Tallini, insomma, non potrà dire di cadere dalle nuvole nell’apprendere la rinuncia, assai polemica, da parte di Mario Magno che commenta così la nomina di De Sarro. «Decisione incomprensibile, autoritaria e non partecipata. Un ulteriore assist per il rafforzamento dei sentimenti diffusi di antipolitica. L’ulteriore delega all’organizzazione del partito, soprattutto nel territorio lametino, conferita allo stesso De Sarro, peraltro, delegittima di fatto il segretario cittadino Giuseppe Spinelli. Se Forza Italia vuole aprirsi al territorio, rispettando principi di democrazia e trasparenza, innanzitutto – osserva Magno - deve chiedersi il motivo per il quale molti suoi esponenti si sono autosospesi non condividendo i metodi e la gestione verticistica del partito, quest’ultima drasticamente osteggiata dai cittadini come dimostra l’ultimo esito elettorale».

 

Magno affonda il colpo anche contro il coordinamento regionale “silente” in un momento nevralgico in cui tutti attendono la riorganizzazione che dovrebbe partire, a tutti i livelli, dopo la nomina di Tajani vice di Berlusconi.
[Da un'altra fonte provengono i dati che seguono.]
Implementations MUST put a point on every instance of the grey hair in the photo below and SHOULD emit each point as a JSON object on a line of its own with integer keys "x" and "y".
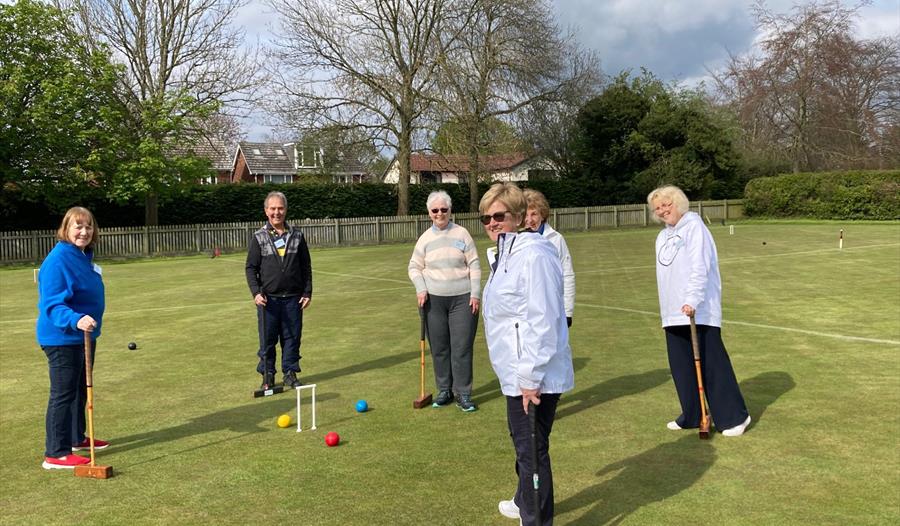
{"x": 438, "y": 194}
{"x": 277, "y": 194}
{"x": 672, "y": 193}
«Personalmente – aggiunge Magno – non mi meraviglio più di tanto del decisionismo di Mimmo Tallini, ma del silenzio assordante degli Onorevoli Santelli e Occhiuto, rispettivamente coordinatrice e vice coordinatore regionale, ai quali ho più volte manifestato il mio disappunto sulla conduzione del partito nella provincia di Catanzaro e sulle scelte effettuate per la città di Lamezia Terme. Tutto ciò avviene proprio nel momento in cui il presidente Berlusconi nomina quale suo vice l’amico Antonio Tajani, con l’obiettivo di arrestare la fuoriuscita di tanti iscritti e la perdita di consenso elettorale allo scopo di dare un preciso segnale di rinnovamento e di riorganizzare il partito. Per tali ragioni, nel pieno rispetto di tutti gli iscritti che si sono autosospesi dal partito, rinuncio al ruolo di vice coordinatore provinciale di Forza Italia, incarico svolto con entusiasmo, passione e spirito di condivisione verso i cittadini ed i tesserati». Ma la resa dei conti in casa azzurri è appena cominciata.